言葉こをはなかったが長い付き合いだからかリーフの意思を察した二人は黙って頷いて巻き添えを食らったルッグを介抱した。
リーフは悪者の引き渡しがあると自身に言い聞かせてライト達を引きずりながらこの場を去っていった。
--
「それにしても、まさかこいつらが生きてるなんて思いもよらなかったぜ」
ライトとアドン、そして自首をしたサスケを引き渡されあきれ気味にラックはそう吐いた。彼らの話によればライト達はブラザーズと過去に戦闘があって消息をたっていたとのことらしい。
「まぁいいやご苦労さん。こいつらは俺が始末しとっからあんたはゆっくり休んでな」
あの爆弾の爆発に巻き込まれて、挙句高所からの落下をしてしまったのだからさすがにリーフも疲れ果ててる様子。尤もラックやリンからすればその程度で済んでる彼女の頑丈さのほうにあきれ返っていた様子であるが。
ラックに連れていかれたライト達を見送った後ファイアは若干の怒りを込めたまなざしでリーフをにらむ。
「全く……相変わらず無茶するね君は」
「まぁね、無茶しないといけない状況だったし」
言ってもきかないことはとっくにわかっていたがやはり言いたい気持ちはこらえられなかった。チームメイトどうしのやり取りを少し眺めた後にリンが労わるようにリーフのもとによる。
「まぁまぁこれで一件落着なんだから少しは休んでたら?」
「そうですね……そうしま……あっ……」
リラックスしたようなリーフの表情が突如一変、何かに怯えたような表情を浮かべた。まさかまた良からぬことが起こるのかと危惧したファイアとリンの顔つきにも緊張が走る。
突然近くにあった木に突然登りだすリーフ。あまりに奇妙な行動をとるその様に二人そろって顔を見合わせる。木に乗ったリーフが”静かに”とのしぐさをとってから怯えるように葉にその巨体を頑張って隠していた。

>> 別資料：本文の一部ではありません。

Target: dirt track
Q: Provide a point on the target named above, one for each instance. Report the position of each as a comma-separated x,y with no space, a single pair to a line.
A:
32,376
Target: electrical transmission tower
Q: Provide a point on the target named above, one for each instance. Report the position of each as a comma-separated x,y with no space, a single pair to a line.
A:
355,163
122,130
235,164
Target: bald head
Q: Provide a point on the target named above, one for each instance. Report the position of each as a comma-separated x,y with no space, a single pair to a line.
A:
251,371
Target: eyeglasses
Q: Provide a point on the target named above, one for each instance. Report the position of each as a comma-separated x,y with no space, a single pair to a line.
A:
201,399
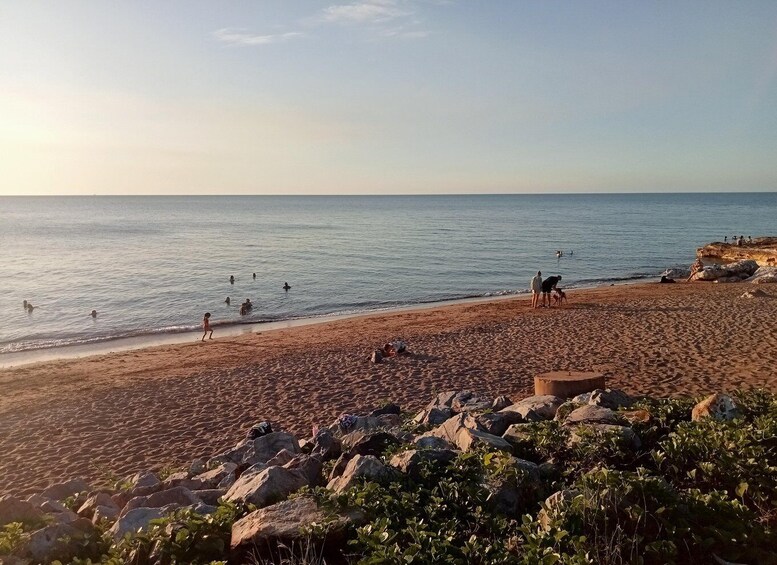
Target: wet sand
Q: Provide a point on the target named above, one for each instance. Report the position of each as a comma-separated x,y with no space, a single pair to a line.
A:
164,406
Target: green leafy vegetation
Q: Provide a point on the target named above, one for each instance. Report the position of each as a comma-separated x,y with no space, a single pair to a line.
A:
692,491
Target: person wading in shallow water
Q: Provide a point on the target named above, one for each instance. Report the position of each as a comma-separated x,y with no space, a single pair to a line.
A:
206,326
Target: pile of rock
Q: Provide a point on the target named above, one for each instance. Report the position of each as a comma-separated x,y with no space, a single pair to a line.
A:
268,466
731,272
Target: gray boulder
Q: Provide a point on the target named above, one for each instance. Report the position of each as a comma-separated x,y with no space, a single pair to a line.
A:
14,510
262,532
591,414
58,541
267,487
412,461
136,520
93,501
67,489
359,468
176,495
544,406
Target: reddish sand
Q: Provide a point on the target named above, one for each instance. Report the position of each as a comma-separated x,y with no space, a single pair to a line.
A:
149,408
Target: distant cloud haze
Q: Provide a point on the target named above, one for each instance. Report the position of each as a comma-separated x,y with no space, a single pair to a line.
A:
374,11
240,37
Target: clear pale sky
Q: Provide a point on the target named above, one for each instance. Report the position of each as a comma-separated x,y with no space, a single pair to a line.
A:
387,96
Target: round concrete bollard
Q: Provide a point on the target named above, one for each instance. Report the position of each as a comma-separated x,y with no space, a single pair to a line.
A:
566,384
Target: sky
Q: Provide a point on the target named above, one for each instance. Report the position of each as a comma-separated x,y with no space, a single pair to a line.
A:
387,96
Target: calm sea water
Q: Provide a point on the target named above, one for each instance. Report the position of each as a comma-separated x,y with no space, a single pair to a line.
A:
156,264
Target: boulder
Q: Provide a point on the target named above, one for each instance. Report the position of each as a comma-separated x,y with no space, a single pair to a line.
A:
431,442
326,445
764,275
412,461
716,406
135,520
359,468
516,490
142,479
625,435
222,476
591,414
739,269
58,541
102,513
93,501
757,293
610,398
389,408
433,416
544,406
468,439
284,525
519,435
467,401
442,400
176,495
676,273
67,489
210,496
267,487
500,402
14,510
268,446
449,430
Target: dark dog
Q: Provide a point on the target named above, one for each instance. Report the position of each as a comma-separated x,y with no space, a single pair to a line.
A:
560,297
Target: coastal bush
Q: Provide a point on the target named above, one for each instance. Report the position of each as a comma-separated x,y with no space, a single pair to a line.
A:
441,517
614,517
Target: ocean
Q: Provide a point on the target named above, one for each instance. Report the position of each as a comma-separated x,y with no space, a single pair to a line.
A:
152,265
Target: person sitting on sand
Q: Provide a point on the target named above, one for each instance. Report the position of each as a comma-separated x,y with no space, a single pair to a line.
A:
549,285
393,348
695,268
206,326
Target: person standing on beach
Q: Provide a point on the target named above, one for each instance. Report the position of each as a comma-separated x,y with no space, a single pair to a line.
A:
206,326
548,285
536,289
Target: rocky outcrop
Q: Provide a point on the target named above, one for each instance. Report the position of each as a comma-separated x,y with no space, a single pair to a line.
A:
762,250
263,532
730,272
715,406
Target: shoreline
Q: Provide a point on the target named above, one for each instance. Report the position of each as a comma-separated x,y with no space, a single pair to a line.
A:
230,329
163,406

しばらくして鬼のような表情をしたルッグが現れた。その様子を見たファイアはことの顛末を大体であるが察し、リンはその恐ろしい表情に思わずその長い体を仰け反らせた。長い冒険の経験がある彼女ですらもここまでの恐ろしい”いかく”はそうそうお目にかかれない。
「あのバカリーダーはどこへいったんですかぁ!?」
「リ、リ、リーフならさっきお尋ね者を引きずりながら引き渡しにいったよ……!」
一体なんでルッグはここまで激昂しているのか、リーフは一体なにをしでかしたのか。もしルッグが木の上に隠れているリーフを見つけたらどうなるのか。
そんなことを考えながらも今はルッグの怒りを鎮めるのでいっぱいいっぱいであった。